Um parêntesis para fazer aqui é que as críticas infundadas contra o que apareceu de GTA 6 resultaram num movimento solidário de outros grandes devs, compartilhando imagens muito bacanas de seus jogos em estágios iniciais de desenvolvimento.
É difícil medir o impacto real e prático que esses grandes vazamentos podem ter na performance dos games, mas o mais provável é que seja quase nenhum. The Last of Us 2, em meio a tanta polêmica, ainda vendeu bastante. E alguém aqui acredita que as imagens de desenvolvimento de GTA 6 vão fazer algum arranhão nas vendas do jogo?
A verdade é que grandes vazamentos são causadores de muito barulho e pouco impacto. E talvez essa afirmação pareça contradizer a ideia de que existem “bons” e “maus” vazamentos, mas é por isso que eu disse que pode ser diferente do que se pensa a princípio – eu separo entre “bons” e “maus” os vazamentos que são verdade e mentira, respectivamente.
Pela natureza não oficial e pelo anonimato que temos em torno dessas informações, fica muito fácil plantar todo tipo de mentira e algumas delas acabam ganhando tração nos portais de notícias, nos fazendo perder tempo com bobagens que nem existem. Mas por que mentir na hora de vazar uma informação? Ou até mesmo, por que dizer a verdade? Vamos tentar descobrir.
Por que vazam?
Dá pra fazer uma lista considerável de motivos para os vazamentos aparecerem e circularem pela internet. Além dos casos famosos de hacks, como foi para a Capcom e para o GTA 6, temos também alguns acontecimentos específicos e bem inusitados.

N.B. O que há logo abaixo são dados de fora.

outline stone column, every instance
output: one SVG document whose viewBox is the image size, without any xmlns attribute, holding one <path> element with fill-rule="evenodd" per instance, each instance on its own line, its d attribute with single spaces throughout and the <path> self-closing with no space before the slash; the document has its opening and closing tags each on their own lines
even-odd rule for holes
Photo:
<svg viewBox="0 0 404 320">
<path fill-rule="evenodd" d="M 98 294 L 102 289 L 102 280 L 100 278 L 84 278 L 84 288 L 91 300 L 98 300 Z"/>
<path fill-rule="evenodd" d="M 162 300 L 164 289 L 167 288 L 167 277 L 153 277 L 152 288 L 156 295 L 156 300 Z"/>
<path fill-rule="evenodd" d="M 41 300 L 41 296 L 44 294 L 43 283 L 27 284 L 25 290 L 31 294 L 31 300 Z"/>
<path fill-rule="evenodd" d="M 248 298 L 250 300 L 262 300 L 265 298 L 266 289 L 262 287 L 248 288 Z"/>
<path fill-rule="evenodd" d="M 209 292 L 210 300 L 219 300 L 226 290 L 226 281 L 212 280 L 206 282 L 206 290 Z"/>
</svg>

Assassin’s Creed Unity, por exemplo, teve vários de seus detalhes revelados por um usuário do falecido fórum NeoGAF que deu a sorte de sentar do lado de um dev do jogo durante um voo e a pessoa estava revisando vários detalhes confidenciais. A princípio ninguém acreditou na história, mas mais tarde ela se mostrou verdadeira.
Não tem como fazer uma análise ponto a ponto de casos específicos de vazamento, ainda mais quando temos histórias doidas por trás. Mas ainda posso especular um pouco sobre a natureza dos vazamentos mais comuns da indústria dos games: aqueles que têm origem nas clássicas fontes anônimas.
De maneira muito interessante, os motivos que levam uma pessoa a vazar informações privilegiadas que podem lhes causar problema são os mesmos tanto para quem divulga verdades como para quem inventa mentiras. Esses motivos envolvem autopromoção, descontentamento com a produtora por quaisquer motivos e, para a surpresa de poucos, interesse da própria produtora mesmo.
Começando pelo descontentamento com a produtora, existe uma lista de acontecimentos que podemos imaginar. Ex-funcionários raivosos por terem sido demitidos buscando vingança ou até mesmo devs ainda diretamente envolvidos com o projeto, mas que estão com raiva da empresa. Uma possibilidade interessante para destacar aqui é que às vezes a discórdia pode nem ser com a companhia, mas com o caminho que o próprio game está tomando.
A título de exemplo, Esquadrão Suicida teve um adiamento considerável e, supostamente, a decisão foi tomada para remover a necessidade de estar sempre conectado para jogar, mesmo no single-player. É importante frisar que essa informação não foi um vazamento, mas acredito que ainda serve como exemplo de como o aparecimento de um detalhe importante pode impactar e mudar o rumo do desenvolvimento de um jogo.
Falando nos rumos de desenvolvimento, temos, sim, vazamentos orquestrados diretamente pelas produtoras. Esse é um terreno espinhoso para comentar, não tenho como entrar em detalhes sobre casos específicos sem ter provas, então vamos ficar apenas no reino da especulação.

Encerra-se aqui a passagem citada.